Negli ultimi giorni, o meglio, nell’ultimo mese e mezzo abbiamo parlato spesso di “gocce fredde” e sugli effetti – più o meno importanti – sulle nostre condizioni meteorologiche. Capita, sovente, di assistere a repentini cambiamenti di traiettoria e allo stravolgimento di una previsione in men che non si dica. Anche a poche ore dall’evento. Ed ecco che il lettore, giustamente, domanda il perché di previsione errata: c’è chi lo fa cortesemente, chi invece con più foga. Domandare è lecito, specie in mancanza di opportune conoscenze meteorologiche, per noi rispondere è cortesia. Soprattutto in circostanze come queste. Ma allora, cos’è che crea così tante difficoltà anche nei modelli previsionali a più alta risoluzione? Beh, a mandare in tilt i i grandi cervelloni elettronici sono quelle che in gergo definiamo “gocce fredde”.
Ma prima di descrivervi la sua natura è bene introdurre un altro concetto: il “cut off”. Col termine “cut off” si intende un processo atmosferico-meteorologico che porta all’isolamento di una struttura depressionaria secondaria da un’area di Bassa Pressione definita “principale”. Al termine del processo si ha la formazione di un nuovo Vortice di Bassa Pressione completamente autonomo i cui movimenti sono spesso fonte di enormi difficoltà previsionali. Affinché possa avvenire l’isolamento sono necessarie profonde aree cicloniche – o se volete depressioni – in propagazione da nord a sud. L’intensificazione della corrente a getto (il fiume d’aria che scorre alle alte quote dell’atmosfera) lungo i bordi di strutture anticicloniche che seguono o precedono la saccatura determina l’isolamento della saccatura secondaria e della successiva bassa pressione secondaria.
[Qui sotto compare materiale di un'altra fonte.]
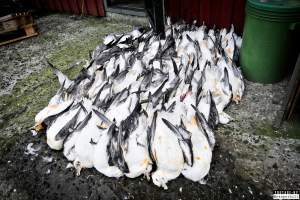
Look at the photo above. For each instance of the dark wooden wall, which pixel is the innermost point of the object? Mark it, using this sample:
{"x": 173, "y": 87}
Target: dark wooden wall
{"x": 89, "y": 7}
{"x": 221, "y": 13}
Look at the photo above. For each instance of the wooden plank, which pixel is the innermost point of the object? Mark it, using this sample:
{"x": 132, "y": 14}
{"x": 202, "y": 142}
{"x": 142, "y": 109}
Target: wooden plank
{"x": 293, "y": 92}
{"x": 17, "y": 39}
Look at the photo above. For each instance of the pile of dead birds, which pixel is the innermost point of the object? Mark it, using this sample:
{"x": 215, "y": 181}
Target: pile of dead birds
{"x": 144, "y": 105}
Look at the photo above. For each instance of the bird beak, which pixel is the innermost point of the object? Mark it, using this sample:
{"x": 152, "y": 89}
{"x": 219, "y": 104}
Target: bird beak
{"x": 236, "y": 99}
{"x": 38, "y": 127}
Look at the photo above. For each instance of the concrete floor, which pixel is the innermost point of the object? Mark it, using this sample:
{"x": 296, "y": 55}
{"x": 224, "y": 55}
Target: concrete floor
{"x": 252, "y": 157}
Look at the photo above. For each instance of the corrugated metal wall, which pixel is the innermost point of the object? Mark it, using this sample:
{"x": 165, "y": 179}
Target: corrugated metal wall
{"x": 89, "y": 7}
{"x": 221, "y": 13}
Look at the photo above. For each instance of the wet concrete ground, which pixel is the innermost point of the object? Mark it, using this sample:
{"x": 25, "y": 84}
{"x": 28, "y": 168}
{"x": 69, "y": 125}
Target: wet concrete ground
{"x": 252, "y": 156}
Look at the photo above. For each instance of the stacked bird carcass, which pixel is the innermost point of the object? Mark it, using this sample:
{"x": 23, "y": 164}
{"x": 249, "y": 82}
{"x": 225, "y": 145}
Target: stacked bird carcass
{"x": 145, "y": 105}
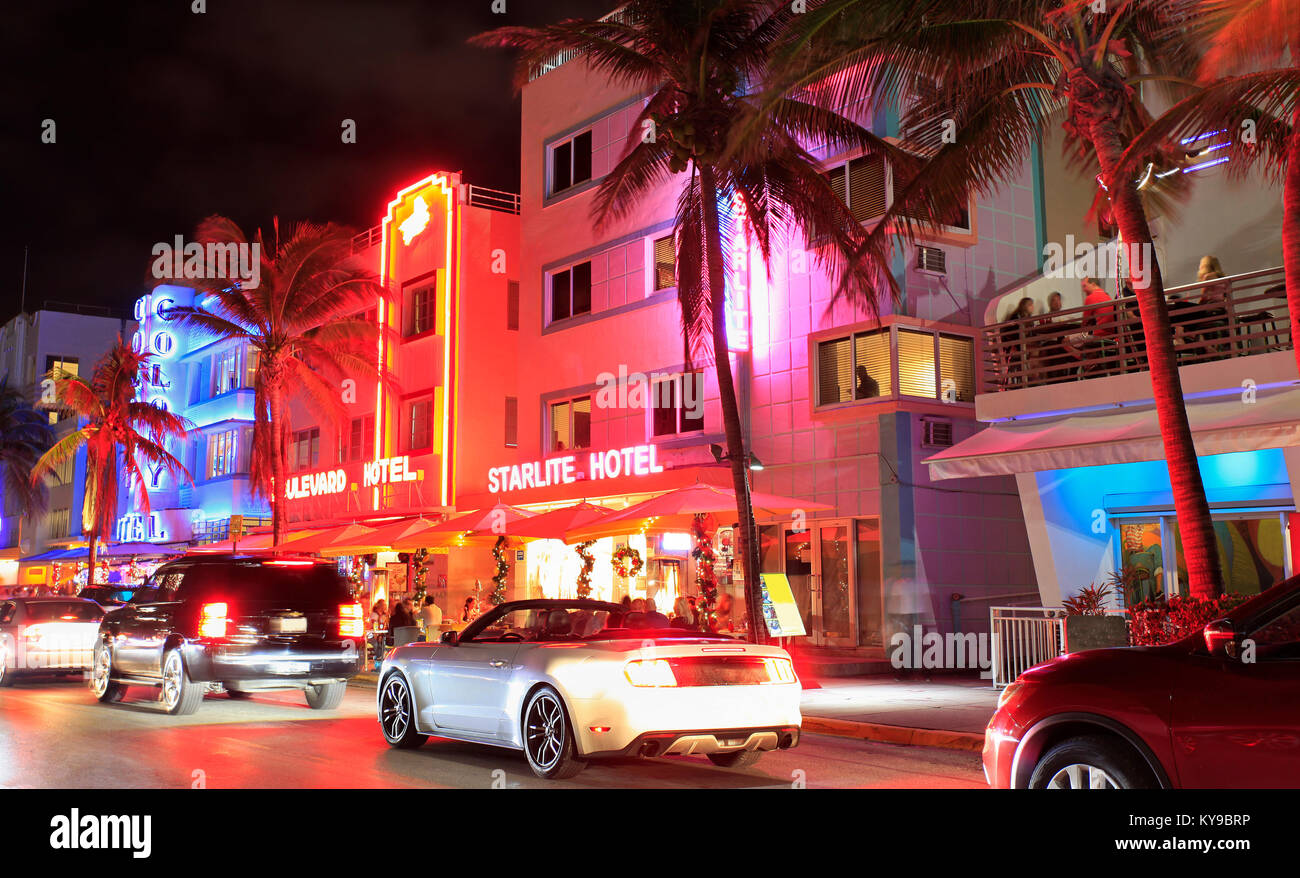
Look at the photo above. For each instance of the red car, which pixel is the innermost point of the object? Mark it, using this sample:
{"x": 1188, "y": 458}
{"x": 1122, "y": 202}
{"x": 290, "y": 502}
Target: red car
{"x": 1217, "y": 709}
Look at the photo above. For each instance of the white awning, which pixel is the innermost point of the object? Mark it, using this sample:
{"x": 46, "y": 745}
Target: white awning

Se il processo di Cut Off è termodinamico si genera la “goccia fredda”, mentre se è soltanto dinamico avremo la “lacuna barica”. Nel nostro caso interessa la prima definizione, con la quale intendiamo l’isolamento di un minimo di geopotenziale alle alte quote senza che le isoterme – inizialmente – subiscano variazioni. Variazioni che subentrano in un secondo momento, con la formazione di un nuovo minimo termico che tende ad assumere una posizione leggermente occidentale rispetto al minimo di pressione. Tali strutture si formano, sovente, nelle stagioni transitorie come autunno e primavera e sono foriere di condizioni d’instabilità talvolta violente. Negli ultimi anni non è infrequente osservarne lo sviluppo anche nel cuore dell’inverno e capaci di arrecare precipitazioni alluvionali in varie regioni d’Italia. I movimenti sono difficilissimi da prevedere perché i Vortici vanno ad isolarsi, spessissimo, all’interno di strutture anticicloniche e quindi in presenza di alta pressione al suolo (difatti alcuni di voi avranno notato che pur in presenza di alti valori di pressione, le ultime 24 ore hanno proposto condizioni d’instabilità rilevante).
La fase finale dell’intero processo prende il nome di “colmamento”, ovvero l’indebolimento del sistema ciclonica a causa della mancanza di nuovi apporti d’aria fredda.